The Independent Panel for Pandemic Preparedness and Response has sought an overhaul of the world’s approach to outbreaks, which it considers outdated and inadequate. The group, established in July 2020, made recommendations last year for improving political leadership, financing and surveillance systems. But it appears that little has changed since then.
“One year on, and political focus to prepare for more waves is flagging,” wrote the authors, led by Helen Clark, the former New Zealand prime minister; and Ellen Johnson Sirleaf, the former president of Liberia. “Work has begun to prevent the next pandemic, but at the current pace, the transformative change required will take years to complete.”
The report was released ahead of the World Health Organization’s annual policymaking forum, the World Health Assembly, which is starting next week in Geneva. It echoes a report released late last year that said the world remained “dangerously unprepared” for the next major disease outbreak.
The authors of the new report zeroed in on the uneven distribution of vaccines around the world as one of the major hurdles to overcome.
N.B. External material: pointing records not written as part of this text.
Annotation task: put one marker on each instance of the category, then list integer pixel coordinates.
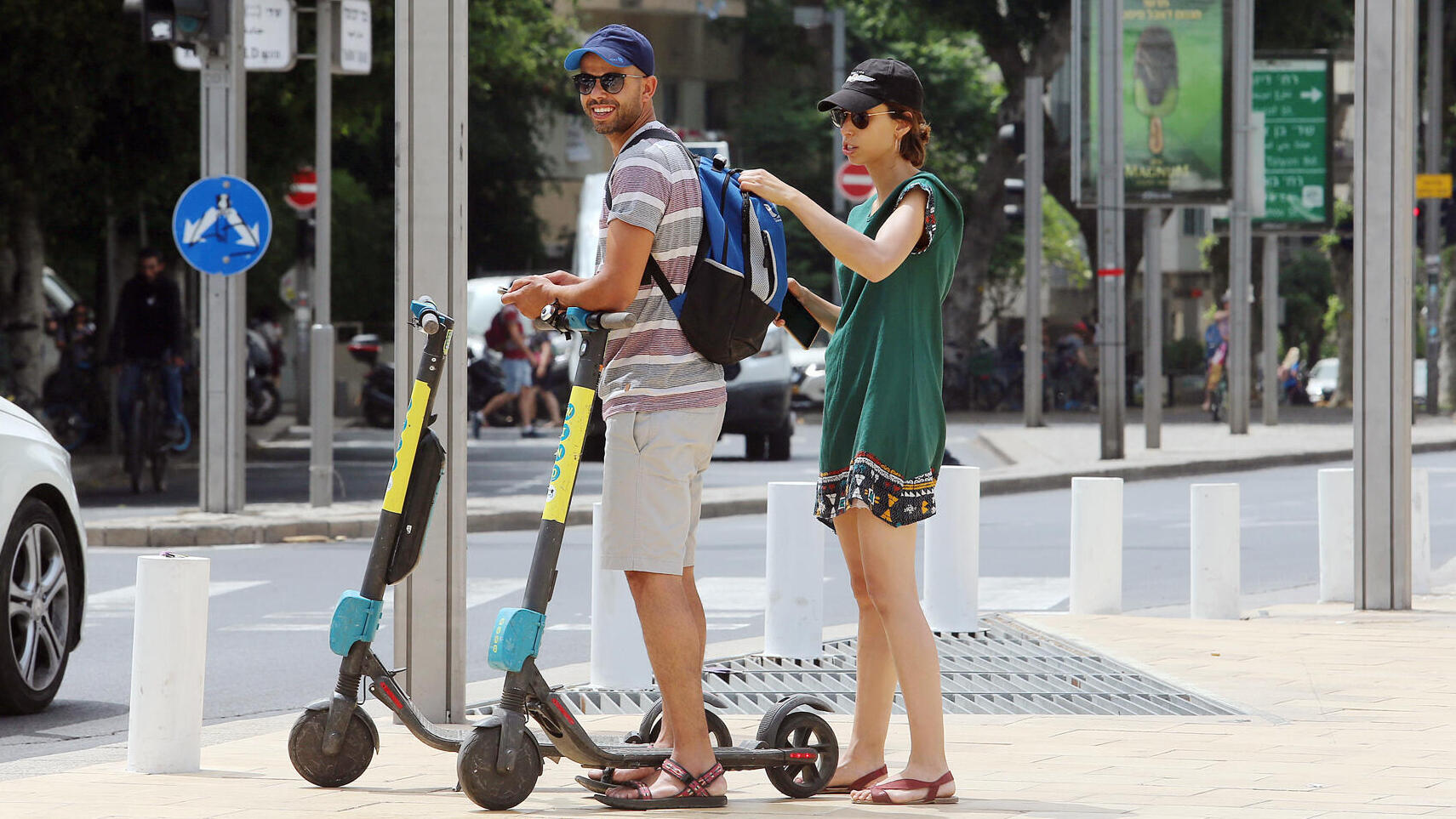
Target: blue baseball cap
(620, 45)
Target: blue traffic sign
(221, 225)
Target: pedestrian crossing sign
(221, 225)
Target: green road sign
(1293, 96)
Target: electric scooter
(334, 741)
(501, 759)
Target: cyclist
(1216, 351)
(149, 327)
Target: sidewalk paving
(1034, 458)
(1345, 714)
The issue is highlighted by the unfolding coronavirus crisis in North Korea, one of two countries — the other is Eritrea — that have not yet begun vaccinating their residents. North Korea said the number of suspected coronavirus infections had neared 1.5 million on Tuesday.
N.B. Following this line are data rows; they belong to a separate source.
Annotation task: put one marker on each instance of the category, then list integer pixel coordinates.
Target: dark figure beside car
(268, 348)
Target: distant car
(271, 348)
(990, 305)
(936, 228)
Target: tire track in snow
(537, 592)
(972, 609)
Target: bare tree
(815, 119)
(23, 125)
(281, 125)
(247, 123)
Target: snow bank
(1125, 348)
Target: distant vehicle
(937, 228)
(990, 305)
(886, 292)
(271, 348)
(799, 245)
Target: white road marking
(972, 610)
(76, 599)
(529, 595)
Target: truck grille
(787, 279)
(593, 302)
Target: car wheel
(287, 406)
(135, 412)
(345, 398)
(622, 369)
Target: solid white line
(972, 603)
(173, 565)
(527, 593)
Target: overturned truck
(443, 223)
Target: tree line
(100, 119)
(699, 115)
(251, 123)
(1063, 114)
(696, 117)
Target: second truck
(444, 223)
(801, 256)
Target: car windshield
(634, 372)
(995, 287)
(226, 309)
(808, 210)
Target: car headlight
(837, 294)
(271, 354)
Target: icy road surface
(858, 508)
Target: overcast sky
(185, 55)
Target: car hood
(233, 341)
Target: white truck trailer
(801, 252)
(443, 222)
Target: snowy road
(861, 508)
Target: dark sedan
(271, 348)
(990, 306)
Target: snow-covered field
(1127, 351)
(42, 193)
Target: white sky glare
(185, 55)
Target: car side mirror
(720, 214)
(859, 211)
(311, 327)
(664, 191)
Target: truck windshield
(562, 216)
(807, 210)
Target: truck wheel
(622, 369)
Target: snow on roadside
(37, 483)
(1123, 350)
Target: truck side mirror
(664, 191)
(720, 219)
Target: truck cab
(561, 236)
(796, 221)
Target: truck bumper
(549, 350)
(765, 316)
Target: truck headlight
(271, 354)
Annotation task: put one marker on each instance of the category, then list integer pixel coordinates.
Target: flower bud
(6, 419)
W.H.O. officials in Geneva told reporters on Tuesday that uncontrolled transmission of the virus could allow new variants to arise, a point that was reiterated by the panel’s new report.
“Variants may still emerge that our vaccines cannot manage,” the panel wrote. “The more quickly we vaccinate now, the less likelihood there is of ever more variants emerging.”
The panel is pushing to expand the development and supply of therapeutics and diagnostic tests.
It noted that all told, high-income countries had obtained enough Covid vaccine doses to vaccinate their entire populations twice over, through direct deals with vaccine manufacturers to buy existing supplies and future output. That left many low- and middle-income countries without adequate vaccine supplies.
Fewer than 13 percent of people in low-income countries are considered fully vaccinated against Covid-19, the report said.
Germany announced plans on Wednesday to spend another $870 million to buy more vaccines to prepare for possible new variants this fall. About 80 percent of Germans are vaccinated, according to the Our World in Data project at the University of Oxford.
Vaccine production is now at its limit, the panel said, adding that new manufacturing capacity for mRNA and other vaccines must urgently be built in Africa, Latin America and other low- and middle-income regions. “Boosting production takes time, so enabling it must begin now,” the report said.
The panel applauded President Biden’s second Covid-19 summit, held virtually last week. But it said that “a ‘charity’ approach is not serving the interests of ending this pandemic or tackling future pandemic threats.”